Using the inputs outlined below, what is the call and put prices both with black-scholes and without black-scholes?

• The spot and strike price is 100
• 15% volatility
• Zero interest rate
• A year to expiry

The results are pretty close, however not exact. The results are shown in the table below:

	No Black Scholes	Black Scholes
Call Price	6.599	5.979
Put Price	5.459	5.979

 

Why are there discrepancies in the pricing above?

This is down to some technical factors. For example we’ve used a discrete distribution, not a continuous one. Also, we haven’t taken the price range up to infinity. Along with this, we haven’t applied what’s referred to as the drift.

What are Option Greeks?

These are delta, sigma or vega, theta etc. and they quantify the sensitivity of the option price to incremental changes in the model inputs, other factors remaining the same.

What happens if we raise/reduce the spot price in relation to the strike?

Raise spot to 120, all other inputs remaining the same as above - this is going to increase the probability of the call being exercised, and reduce it for the put. Hence calls are more valuable and the puts less so.

	No Black Scholes	Black Scholes
Call Price	22.047	20.891
Put Price	0.765	0.891

Reduce spot to 85, all other inputs remaining the same as above - this is going to decrease the probability of the call being exercised, and increase it for the put. The Greek related to changes in option price to changes in the spot or underlying price is delta.

	No Black Scholes	Black Scholes
Call Price	1.140	0.979
Put Price	15.168	15.979

 

What happens if we change the volatility?

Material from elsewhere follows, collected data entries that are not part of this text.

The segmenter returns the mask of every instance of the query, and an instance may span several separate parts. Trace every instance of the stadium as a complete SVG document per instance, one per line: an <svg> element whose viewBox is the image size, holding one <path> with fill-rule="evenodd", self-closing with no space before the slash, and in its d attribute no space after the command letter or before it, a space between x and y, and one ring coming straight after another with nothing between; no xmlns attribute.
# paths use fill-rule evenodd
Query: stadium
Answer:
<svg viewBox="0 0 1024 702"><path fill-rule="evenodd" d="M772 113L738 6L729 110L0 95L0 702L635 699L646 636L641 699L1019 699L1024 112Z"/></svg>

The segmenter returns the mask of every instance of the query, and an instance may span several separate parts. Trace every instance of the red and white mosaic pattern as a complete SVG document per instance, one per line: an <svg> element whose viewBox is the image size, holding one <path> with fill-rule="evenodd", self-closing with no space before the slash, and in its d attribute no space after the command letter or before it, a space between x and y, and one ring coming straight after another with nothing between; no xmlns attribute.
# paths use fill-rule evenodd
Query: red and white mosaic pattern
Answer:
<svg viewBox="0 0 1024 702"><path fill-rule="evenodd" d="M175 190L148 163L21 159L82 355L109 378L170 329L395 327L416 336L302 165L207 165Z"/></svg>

Increasing the volatility changes the probabilities associated with the outcomes. Those further away from the current price, have a higher probability of occurring, therefore higher potential payoffs. Hence, both calls and puts are more vulnerable. Assuming the following:

• The spot and strike price is 100
• 25% volatility
• Zero interest rate
• A year to expiry

The results are shown in the table below:

	No Black Scholes	Black Scholes
Call Price	11.288	9.948
Put Price	8.592	9.948

Reducing the volatility to 5%, all other inputs remaining the same - this reduces the price of both options. Outlying outcomes are less probable. The Greeks related to this are vega and sigma.

	No Black Scholes	Black Scholes
Call Price	2.064	1.995
Put Price	1.929	1.995

What happens to the forward price if we change the interest rate?

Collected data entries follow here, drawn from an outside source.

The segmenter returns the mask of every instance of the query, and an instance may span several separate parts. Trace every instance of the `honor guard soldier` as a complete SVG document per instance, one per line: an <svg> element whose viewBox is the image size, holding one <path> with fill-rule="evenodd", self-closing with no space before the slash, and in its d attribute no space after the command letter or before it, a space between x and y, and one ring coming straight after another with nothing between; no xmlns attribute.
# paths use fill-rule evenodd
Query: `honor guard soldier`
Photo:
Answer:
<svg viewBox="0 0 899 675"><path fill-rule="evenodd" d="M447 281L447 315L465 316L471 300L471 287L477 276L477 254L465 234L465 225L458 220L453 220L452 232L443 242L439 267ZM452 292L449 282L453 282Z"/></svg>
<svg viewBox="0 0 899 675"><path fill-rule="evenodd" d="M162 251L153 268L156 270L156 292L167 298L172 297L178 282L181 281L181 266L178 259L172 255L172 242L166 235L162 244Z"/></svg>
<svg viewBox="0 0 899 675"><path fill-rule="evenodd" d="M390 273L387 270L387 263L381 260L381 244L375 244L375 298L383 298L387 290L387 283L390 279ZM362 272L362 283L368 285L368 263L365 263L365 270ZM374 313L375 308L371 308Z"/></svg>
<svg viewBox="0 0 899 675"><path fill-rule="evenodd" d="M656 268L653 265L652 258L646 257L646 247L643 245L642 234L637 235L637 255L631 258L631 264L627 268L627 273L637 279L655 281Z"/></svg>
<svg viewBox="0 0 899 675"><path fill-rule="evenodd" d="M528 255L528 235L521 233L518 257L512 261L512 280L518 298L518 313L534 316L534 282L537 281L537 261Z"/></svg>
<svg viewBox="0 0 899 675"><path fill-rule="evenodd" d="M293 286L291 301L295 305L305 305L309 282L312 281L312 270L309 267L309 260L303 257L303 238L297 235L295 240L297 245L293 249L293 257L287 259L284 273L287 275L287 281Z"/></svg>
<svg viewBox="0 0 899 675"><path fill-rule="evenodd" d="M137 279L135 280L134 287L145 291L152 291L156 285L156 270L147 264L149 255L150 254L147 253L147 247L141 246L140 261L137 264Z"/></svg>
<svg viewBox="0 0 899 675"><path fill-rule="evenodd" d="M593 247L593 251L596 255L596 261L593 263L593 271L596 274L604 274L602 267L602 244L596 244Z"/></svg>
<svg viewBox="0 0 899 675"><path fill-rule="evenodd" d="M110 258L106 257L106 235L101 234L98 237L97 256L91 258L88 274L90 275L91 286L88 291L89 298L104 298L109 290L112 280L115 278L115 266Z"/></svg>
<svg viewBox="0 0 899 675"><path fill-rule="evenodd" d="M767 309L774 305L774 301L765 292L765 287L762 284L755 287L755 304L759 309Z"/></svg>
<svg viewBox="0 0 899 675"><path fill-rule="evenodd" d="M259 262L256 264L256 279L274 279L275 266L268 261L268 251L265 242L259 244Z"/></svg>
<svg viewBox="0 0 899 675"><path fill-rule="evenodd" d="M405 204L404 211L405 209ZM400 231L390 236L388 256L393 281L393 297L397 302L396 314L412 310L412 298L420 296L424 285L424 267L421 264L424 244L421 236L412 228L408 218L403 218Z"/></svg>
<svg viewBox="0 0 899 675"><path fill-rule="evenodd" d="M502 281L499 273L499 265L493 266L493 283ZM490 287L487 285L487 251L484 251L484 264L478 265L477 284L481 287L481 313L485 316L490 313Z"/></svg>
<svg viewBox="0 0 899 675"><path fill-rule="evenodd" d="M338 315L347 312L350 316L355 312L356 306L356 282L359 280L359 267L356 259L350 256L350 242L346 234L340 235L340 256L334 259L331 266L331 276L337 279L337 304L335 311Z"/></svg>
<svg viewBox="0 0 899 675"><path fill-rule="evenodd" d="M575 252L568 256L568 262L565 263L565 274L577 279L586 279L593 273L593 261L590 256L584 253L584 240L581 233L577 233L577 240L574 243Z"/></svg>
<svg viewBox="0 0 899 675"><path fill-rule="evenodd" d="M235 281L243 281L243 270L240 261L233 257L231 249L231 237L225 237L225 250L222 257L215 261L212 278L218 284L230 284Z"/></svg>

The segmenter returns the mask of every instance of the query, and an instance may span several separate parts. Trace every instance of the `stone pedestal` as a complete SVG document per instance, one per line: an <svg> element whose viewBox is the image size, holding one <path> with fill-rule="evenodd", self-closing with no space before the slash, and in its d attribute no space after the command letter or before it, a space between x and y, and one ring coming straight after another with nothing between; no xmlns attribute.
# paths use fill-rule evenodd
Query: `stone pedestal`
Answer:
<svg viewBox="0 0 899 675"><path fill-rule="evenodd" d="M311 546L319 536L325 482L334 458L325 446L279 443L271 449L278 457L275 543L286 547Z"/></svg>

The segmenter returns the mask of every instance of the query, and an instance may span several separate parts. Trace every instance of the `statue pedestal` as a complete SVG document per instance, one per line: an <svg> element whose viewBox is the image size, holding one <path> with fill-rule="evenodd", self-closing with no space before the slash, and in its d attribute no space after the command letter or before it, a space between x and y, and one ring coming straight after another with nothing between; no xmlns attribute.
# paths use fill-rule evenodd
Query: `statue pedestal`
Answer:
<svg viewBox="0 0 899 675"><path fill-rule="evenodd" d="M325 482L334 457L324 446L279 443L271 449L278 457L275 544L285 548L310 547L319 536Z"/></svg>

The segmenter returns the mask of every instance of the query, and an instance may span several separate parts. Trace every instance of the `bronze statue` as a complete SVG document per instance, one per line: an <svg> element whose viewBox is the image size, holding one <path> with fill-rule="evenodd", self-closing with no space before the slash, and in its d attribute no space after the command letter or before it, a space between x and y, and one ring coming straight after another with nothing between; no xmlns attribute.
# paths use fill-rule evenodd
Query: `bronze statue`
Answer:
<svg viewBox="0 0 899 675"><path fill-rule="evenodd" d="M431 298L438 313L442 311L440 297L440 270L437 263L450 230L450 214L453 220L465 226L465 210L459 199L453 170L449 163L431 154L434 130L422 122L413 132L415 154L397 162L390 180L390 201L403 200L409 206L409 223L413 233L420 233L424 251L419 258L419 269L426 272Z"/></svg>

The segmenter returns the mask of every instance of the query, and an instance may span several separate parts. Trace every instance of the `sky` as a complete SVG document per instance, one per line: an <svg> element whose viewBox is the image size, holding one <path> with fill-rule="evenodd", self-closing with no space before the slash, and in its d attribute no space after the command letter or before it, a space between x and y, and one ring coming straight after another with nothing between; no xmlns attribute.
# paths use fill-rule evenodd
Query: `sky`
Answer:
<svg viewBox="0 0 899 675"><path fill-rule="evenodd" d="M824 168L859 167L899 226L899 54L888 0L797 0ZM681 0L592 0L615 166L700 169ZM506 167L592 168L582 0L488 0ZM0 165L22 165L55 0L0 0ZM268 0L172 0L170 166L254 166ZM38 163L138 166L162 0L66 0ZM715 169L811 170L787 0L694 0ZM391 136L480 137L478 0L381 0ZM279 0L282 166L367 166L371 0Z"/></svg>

Changing the interest rate changes the forward price. Raising it, raises the forward price and has the same effect as raising the spot price in relation to the strike. Calls become more valuable and puts become less so. The opposite occurs if the interest rate is cut. The Greek that relates to this is rho.

What is the effect of a change in the time to expiry?

Once the option has been established, time only moves in one direction. The passage of time reduces the value of both calls and puts. The effective range of potential returns over a longer period is higher than for a shorter period. Reducing the time to expiry reduces the probabilities of the more extreme outcomes. The Greek that relates to this is theta.